Still isn’t relevant to the larger point though, unless you’re saying CNBC doesn’t claim to do any news or journalism at all ?
Quaker in a Basement
Theory: The personal computer is killing journalism. With more computers, companies hire fewer secretaries. Secretaries know everything that happens inside a company. Without secretaries, there are fewer sources for journalists.
Caravelle
What would you do in that analogy, praise the dog and give it a treat ? Not do anything to make the dog understand this is not OK, or keep it away from the chickens ?
This behavior only makes sense if you really don’t care about your chickens. So yes indeed, good analogy. Not really applicable to those of us who care about our job or our retirement, but otherwise sure.
Ella in NM
@Caravelle:
Breathe, dude, I was being ironic. Or facetious. Or some other term meaning sarcastic.
However, since you asked: I wouldn’t train the dog to hunt in the first place. I’d teach it to catch a Frisbee instead.
matt
The deal with journalists valuing access is this – their job is to do reporting, not to seek the truth. Reporting means talking to people, and talking to important people means they’re doing a good job by the professional standards of the profession of journalism. The real problem is that this system we’ve got has weaknesses that everyone now understands and systematically exploits.

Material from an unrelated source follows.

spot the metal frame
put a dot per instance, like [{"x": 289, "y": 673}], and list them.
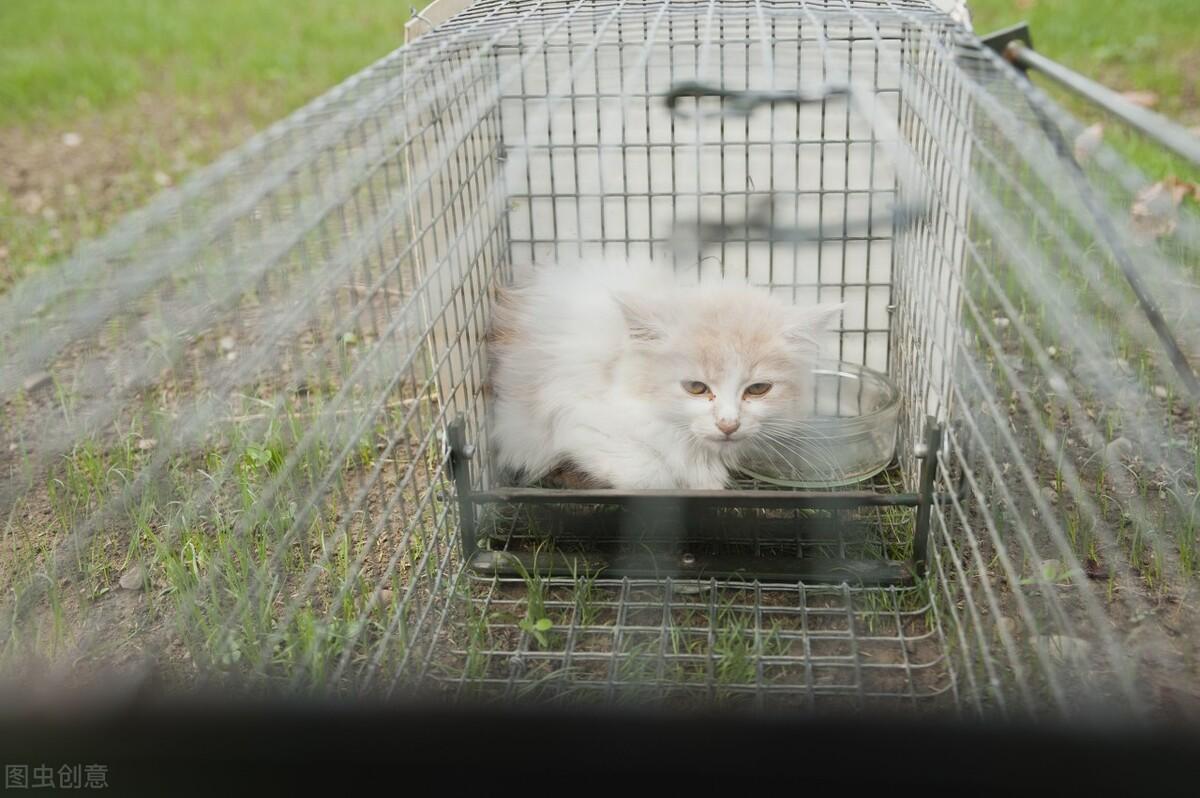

The only real remedy is – exactly what’s going on in the world right now. Outlets that value truth-finding more than reporting will win in the marketplace and outlets that value reporting over truth-finding are being pummeled and destroyed by market forces. So we see a cottage industry in Kremlinology directed towards journalism itself – the blogging phenomenon.
The only real hope for change is that eventually the hidebound gatekeepers of the profession of journalism will realize they are screwing themselves out of the market altogether and will reform their practices.
Comrade Darkness
John Stewart Pt. 3 of the unedited version: These guys at these companies were on a sherman’s march, through their companies, financied by our 401ks, and all of the incentives of their companies were for short term profit and they burned the f*ckin’ house down with our money and walked away rich as hell.
We have well and truly devolved into an aristocracy. The ONLY one speaking the truth is the court jester.
HyperIon
@r€nato:
In three months everyone might be unemployed.
r€nato
I totally agree. He was a real Chicken Little on war with Iran, every six months breathlessly reporting that BushCo was on the verge of instigating a war with them.
Jason
@Caravelle:
Do they? :) I’ve tried watching that channel a couple of times. Its pretty brutal unless you’re *really* in to business. And if you are it would appear they’re bullshitting you ;)
You said you don’t watch too much TV….good for you. Most of it, save for Battlestar Galactica, rots the brain ;)
Just Some Fuckhead
@Comrade Darkness: Jesus, that’s a very depressing observation.
tomkraj
What Stewart exposed last night was the cozy relationship between the NY business media and the people they cover.
"They were my friends and they lied to me." How pathetic.
The same relationship exists between Washington journalists and the people they cover.
And since it is cozy and the journalists are too lazy to research the facts we get BS.